What a horribly wet month we have had (and yes, I know its winter), but despite the weather it has been an eventful month.
The Selwyn River began flowing for its entire length for the first time in years, which has seen many jump for joy (no pun intended, Mike Joy), regardless of how short-lived this phenomenon might be. Hopefully, too, all that rain will be recharging our aquifers. So, what else has the month brought us here in Canterbury?
Decisions on Plan Change 5 (PC5) to Canterbury’s Land and Water Regional Plan were released at the end of June, 2017. PC5 was to bring into regulation good management practice, or GMP. Eight parties have appealed this, mostly in relation to the Farm Portal (the online tool that will be used to determine whether you are farming at GMP or not), and how irrigation management and fertiliser is treated by the Farm Portal.
I am not familiar with the issues relating to fertiliser, but the irrigation aspect of the Farm Portal is flawed. The Farm Portal assumes that irrigation is 100% efficient. It’s not. Even the best-designed and well-operated centre pivot irrigator is not 100% efficient. So, what does this mean? Well, it means that anybody that has irrigation on-farm is highly unlikely to meet GMP as determined by the Farm Portal.
To meet this unrealistically high standard, farmers would be forced to upgrade irrigation systems, and for many there is a significant cost to this.
To meet this unrealistically high standard, farmers would be forced to upgrade irrigation systems, and for many there is a significant cost to this. GMP at its core is about “doing the best with what you have got”, and the failure of the commissioners hearing Plan Change 5 to acknowledge this and take into consideration the requests by industry to change the Farm Portal is a massive failing with unintended consequences for PC5. Because of the appeals, PC5 is not likely to be operative before the end of 2017.

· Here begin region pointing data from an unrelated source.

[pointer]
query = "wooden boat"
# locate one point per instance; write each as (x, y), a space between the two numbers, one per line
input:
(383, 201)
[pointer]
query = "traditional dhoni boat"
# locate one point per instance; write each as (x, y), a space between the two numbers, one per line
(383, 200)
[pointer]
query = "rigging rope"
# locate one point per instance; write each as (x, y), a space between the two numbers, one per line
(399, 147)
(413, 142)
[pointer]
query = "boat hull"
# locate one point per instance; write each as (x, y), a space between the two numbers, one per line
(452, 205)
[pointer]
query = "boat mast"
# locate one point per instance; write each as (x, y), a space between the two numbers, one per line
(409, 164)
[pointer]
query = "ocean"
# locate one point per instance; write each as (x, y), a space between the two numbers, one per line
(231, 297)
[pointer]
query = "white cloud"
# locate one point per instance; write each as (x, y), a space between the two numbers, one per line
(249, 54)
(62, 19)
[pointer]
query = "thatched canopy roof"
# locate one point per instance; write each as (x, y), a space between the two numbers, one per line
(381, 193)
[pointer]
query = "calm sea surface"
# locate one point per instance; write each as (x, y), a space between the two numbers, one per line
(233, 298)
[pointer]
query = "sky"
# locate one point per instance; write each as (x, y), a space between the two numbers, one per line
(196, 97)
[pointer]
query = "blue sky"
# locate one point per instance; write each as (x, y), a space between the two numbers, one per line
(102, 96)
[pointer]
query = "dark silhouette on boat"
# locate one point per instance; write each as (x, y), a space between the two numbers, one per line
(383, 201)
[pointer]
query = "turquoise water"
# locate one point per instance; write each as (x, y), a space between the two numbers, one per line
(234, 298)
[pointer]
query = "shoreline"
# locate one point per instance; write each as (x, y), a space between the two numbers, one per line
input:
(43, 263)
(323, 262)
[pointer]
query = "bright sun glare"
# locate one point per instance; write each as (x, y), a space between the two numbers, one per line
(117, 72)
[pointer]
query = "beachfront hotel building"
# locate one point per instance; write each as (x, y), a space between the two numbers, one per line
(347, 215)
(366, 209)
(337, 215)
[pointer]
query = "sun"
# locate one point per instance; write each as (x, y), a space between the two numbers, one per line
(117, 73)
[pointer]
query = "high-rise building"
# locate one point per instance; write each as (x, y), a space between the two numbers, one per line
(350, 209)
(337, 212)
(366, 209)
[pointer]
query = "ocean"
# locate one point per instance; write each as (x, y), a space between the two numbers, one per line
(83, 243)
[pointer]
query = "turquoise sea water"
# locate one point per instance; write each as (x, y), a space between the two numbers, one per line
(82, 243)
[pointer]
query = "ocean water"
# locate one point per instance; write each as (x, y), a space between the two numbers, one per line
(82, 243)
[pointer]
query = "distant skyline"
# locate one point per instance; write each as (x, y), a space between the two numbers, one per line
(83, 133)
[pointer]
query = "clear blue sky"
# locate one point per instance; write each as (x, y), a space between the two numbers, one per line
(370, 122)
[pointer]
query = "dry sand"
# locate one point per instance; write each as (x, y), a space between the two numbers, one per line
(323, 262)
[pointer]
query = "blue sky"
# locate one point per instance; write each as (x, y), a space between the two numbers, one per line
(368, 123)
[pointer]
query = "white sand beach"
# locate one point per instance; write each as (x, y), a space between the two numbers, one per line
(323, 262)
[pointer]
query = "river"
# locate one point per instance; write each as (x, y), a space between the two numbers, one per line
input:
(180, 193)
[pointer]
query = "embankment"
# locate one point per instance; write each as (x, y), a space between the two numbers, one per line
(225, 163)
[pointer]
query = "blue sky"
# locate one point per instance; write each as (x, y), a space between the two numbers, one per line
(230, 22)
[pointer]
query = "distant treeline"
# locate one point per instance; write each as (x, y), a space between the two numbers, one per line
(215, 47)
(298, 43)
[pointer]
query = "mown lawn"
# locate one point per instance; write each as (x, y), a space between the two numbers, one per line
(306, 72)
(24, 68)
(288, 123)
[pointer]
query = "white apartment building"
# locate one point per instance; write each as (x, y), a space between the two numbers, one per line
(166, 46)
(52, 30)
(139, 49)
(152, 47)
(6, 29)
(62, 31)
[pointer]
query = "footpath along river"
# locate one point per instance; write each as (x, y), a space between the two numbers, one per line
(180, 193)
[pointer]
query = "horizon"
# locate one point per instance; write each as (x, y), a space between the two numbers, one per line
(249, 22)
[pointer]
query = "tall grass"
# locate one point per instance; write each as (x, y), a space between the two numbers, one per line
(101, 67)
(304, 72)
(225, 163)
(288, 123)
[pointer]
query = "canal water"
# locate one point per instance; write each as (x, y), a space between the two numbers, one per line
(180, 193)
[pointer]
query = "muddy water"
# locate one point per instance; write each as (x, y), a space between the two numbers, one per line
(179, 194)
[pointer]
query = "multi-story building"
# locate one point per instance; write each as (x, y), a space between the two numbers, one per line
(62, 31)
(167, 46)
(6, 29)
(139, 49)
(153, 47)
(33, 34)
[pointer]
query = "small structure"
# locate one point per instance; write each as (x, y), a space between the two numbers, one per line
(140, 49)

We are also starting to get to the business end of the Healthy Catchments Project. This is the sub-regional planning process for the area south of the Rangitata River to south of the Pareora River and everywhere in between (known as the OTOP zone). What is known as the “solutions package” is to be determined by September, 2017 (and that is now only a month away). The solutions package comprises recommendations on how to manage the water resources of the OTOP zone and will form the basis of the sub-regional plan, and another plan change to the Canterbury Land and Water Regional Plan.
I have been actively involved in this process in the past month, both professionally as well as helping my local catchment group prepare a presentation to the OTOP zone committee on what it would like to see in the solutions package.
On this front, it has been a month of sheer frustration – chocolate might be off the menu, but plenty of wine has been consumed in attempts to ease the stress levels. At this stage of the process, the science is still not right (or not done at all), allocation figures are incorrect, and there is still a huge lack of comprehension generally about this process and the ramifications it could have.
There is an expectation that the OTOP zone committee adopts a solutions package based on incomplete science and on the ideals of the catchment groups that exist in the OTOP zone, many of whom still believe that no change to the status quo is needed, failing to understand that status quo is simply not an acceptable option (whether rightly or wrongly).
So, as August begins, I am hoping for a quieter month, with plenty of sunshine to dry out the place, and even though less wine should probably also be on the cards, that just doesn’t seem right.